Logischerwijs geldt: hoe verder Oranje komt, hoe meer er gevlogen moet worden. Als Nederland eerste wordt van Groep E staat er een achtste finale gepland in Sydney tegen hoogstwaarschijnlijk Italië of Zuid-Afrika. Wordt Nederland tweede, dan ligt een treffen met Zweden in Melbourne voor de hand. Een eventuele kwartfinale is voor Oranje hoe dan ook weer op Nieuw-Zeelandse bodem: Auckland of Wellington. De finale is op 20 augustus in Australië, in Sydney.

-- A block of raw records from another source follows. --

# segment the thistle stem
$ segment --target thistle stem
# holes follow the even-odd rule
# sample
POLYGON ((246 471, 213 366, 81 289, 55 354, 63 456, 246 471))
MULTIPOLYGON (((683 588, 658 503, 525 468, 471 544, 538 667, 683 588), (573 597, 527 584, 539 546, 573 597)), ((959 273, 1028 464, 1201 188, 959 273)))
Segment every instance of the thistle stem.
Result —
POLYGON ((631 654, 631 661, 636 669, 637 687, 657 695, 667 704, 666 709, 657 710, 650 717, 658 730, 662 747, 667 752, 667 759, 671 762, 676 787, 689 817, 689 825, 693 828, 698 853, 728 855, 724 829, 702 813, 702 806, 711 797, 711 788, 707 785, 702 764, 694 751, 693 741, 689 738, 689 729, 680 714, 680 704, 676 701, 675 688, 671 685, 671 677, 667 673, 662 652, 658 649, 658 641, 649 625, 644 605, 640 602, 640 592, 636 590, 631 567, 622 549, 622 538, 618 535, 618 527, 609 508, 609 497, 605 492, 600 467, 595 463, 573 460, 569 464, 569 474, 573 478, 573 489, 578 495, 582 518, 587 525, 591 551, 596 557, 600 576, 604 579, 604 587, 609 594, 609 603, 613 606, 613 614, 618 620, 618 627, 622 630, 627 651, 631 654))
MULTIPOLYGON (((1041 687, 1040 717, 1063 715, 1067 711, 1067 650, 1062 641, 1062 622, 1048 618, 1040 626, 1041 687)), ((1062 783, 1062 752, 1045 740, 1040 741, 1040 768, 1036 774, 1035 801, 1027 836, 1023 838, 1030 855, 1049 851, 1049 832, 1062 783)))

Terwijl Jonker en zijn elftal op het WK strijden om zo ver mogelijk te komen, is voetbalbond KNVB in Australië en Nieuw-Zeeland samen met Conny Helder (demissionair Minister van Sport, VVD) een lobby aan het voeren om het WK van 2027 naar Nederland te halen. Dat toernooi zou dan samen met Duitsland en België worden georganiseerd. ‘Duurzaamheid’ is één van belangrijkste pijlers van het bid.

Dat lijkt aanlokkelijk voor de FIFA: de wereldvoetbalbond heeft zich gecommitteerd aan de klimaatdoelen van Parijs. Om daaraan te voldoen moet in 2030 de uitstoot van CO2 bij toernooien voor de helft zijn verminderd, en vóór 2040 op netto nul uitkomen.

Een „compact” WK, zoals secretaris-generaal van de KNVB Gijs de Jong het noemt, kan daaraan bijdragen. Het idee van de KNVB, zo zei hij tegen de NOS, is om het reizen, zodra iedereen is ingevlogen, „vooral” per trein en ander openbaar vervoer te doen, zodat verder vliegen niet nodig is.


Lees ook: Oranje-aanvoerder Sherida Spitse: ‘De over-mijn-lijk-mentaliteit zit diep in mijn karakter. Dat mis ik wel eens bij de jongere generatie’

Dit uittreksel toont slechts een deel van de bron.